Review by Winston Smith | May 28, 2004 | Page 9

The Agronomist, a documentary by Jonathan Demme.

THE ONLY time we hear about Haiti in the media, the island is presented as an incomprehensible mix of poverty, violence, corruption and an unending succession of dictators and coups. The Agronomist, a documentary by Jonathan Demme about Jean Dominique, Haitian social activist and owner of independent Radio Haiti, offers a needed explanation.

Demme uses 20 years' worth of interviews with Dominique and archival video footage to tell the history of Haiti. The film's title comes from Dominique's idiosyncratic description of himself as "an agronomist who became a journalist."

Dominique's introduction to politics came at the age of 4, when his father told him to look away from the U.S. occupying troops whenever they passed the house. His life spans two U.S. occupations (1915-34 and 1994), two U.S.-backed dictators ("Papa" and "Baby Doc" Duvalier) and two exiles.

Dominique gradually changes his radio station from apolitical light entertainment to current events reporting, with the important distinction of being the first to broadcast in Kreyol, the language of the poor. In 1986, Dominique's radio station is fired on and ransacked, and Dominique forced to flee to New York.

The film chronicles Haiti through the 1980s and '90s--the mass movement to overthrow Baby Doc Duvalier, who the U.S. flew to safety in France; the rise of Jean-Bertrand Aristide, who vowed to represent the poor; the coup that overthrew him and the subsequent machinations of the CIA and the Clinton administration. There's no solace here for those hoping to portray the Democrats as the lesser evil, as Bill Clinton orders the Coast Guard to send back Haitian boat people fleeing repression.

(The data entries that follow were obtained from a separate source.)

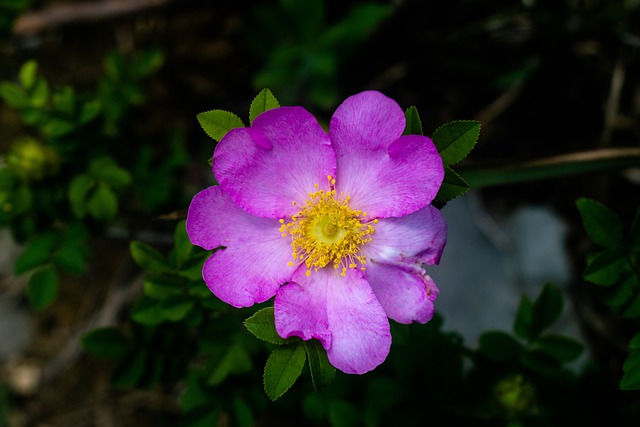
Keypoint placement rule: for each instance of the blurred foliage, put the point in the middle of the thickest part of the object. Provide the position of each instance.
(303, 54)
(68, 176)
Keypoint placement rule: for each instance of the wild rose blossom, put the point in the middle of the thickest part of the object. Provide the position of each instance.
(336, 226)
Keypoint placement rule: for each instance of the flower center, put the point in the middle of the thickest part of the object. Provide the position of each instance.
(327, 231)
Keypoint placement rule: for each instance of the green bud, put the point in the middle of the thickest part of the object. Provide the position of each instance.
(31, 160)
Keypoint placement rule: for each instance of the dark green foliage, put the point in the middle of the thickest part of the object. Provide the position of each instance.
(616, 266)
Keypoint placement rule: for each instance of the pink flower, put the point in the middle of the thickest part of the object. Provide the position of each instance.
(336, 226)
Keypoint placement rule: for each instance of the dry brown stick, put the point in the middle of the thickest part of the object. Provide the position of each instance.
(60, 14)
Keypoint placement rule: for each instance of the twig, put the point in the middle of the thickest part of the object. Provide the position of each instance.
(60, 14)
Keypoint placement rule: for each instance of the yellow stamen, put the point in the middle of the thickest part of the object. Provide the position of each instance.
(327, 231)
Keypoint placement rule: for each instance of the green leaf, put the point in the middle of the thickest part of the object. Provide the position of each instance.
(322, 372)
(78, 192)
(27, 74)
(107, 170)
(631, 368)
(498, 346)
(161, 286)
(148, 258)
(147, 312)
(262, 102)
(262, 325)
(547, 309)
(283, 368)
(103, 204)
(560, 348)
(14, 95)
(452, 186)
(236, 360)
(38, 252)
(414, 125)
(605, 268)
(601, 224)
(42, 288)
(455, 140)
(216, 123)
(107, 342)
(176, 309)
(522, 325)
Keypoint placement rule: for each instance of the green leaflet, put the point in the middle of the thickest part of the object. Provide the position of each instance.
(216, 123)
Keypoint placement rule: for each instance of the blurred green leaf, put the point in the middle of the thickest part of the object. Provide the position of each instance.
(283, 368)
(523, 323)
(498, 346)
(108, 342)
(37, 252)
(176, 308)
(27, 74)
(216, 123)
(148, 258)
(601, 224)
(452, 186)
(455, 140)
(262, 102)
(235, 360)
(14, 95)
(560, 348)
(605, 268)
(147, 312)
(262, 325)
(413, 125)
(103, 203)
(42, 288)
(322, 372)
(547, 309)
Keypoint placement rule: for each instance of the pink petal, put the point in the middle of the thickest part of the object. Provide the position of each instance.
(341, 312)
(275, 162)
(420, 236)
(385, 174)
(253, 265)
(406, 294)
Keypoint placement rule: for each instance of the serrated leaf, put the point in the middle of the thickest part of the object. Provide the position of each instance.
(452, 186)
(262, 102)
(560, 348)
(148, 258)
(262, 325)
(107, 342)
(605, 268)
(283, 368)
(547, 309)
(498, 346)
(42, 288)
(522, 325)
(27, 74)
(601, 224)
(322, 372)
(455, 140)
(413, 125)
(216, 123)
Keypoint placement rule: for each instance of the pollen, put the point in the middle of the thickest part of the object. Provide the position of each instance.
(327, 232)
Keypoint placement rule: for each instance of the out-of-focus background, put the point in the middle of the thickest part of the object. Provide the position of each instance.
(125, 79)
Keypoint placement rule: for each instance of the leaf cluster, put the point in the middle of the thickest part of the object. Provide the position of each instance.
(616, 268)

Despite Dominique's initial joy at Aristide's eventual return, he publicly breaks with him after his betrayals of the Haitian people, and sets out to campaign for a truly free Haiti. Dominique continuously points to the people, not the politicians, as the agents of any real change.

After publicly disagreeing with one of Aristide's security personnel, he is gunned down outside the gates of Radio Haiti in April 2000. Those seeking to understand U.S. objectives in Iraq will instantly see parallels.

If he were alive today, Dominique would no doubt be scathing in his attacks on the new U.S. invasion of Haiti, once more guarding an un-elected government. As Dominique used to say, "You can kill the body, you thieves; you can end a life, you liars; but you cannot kill the spirit which lives on in the minds of the people."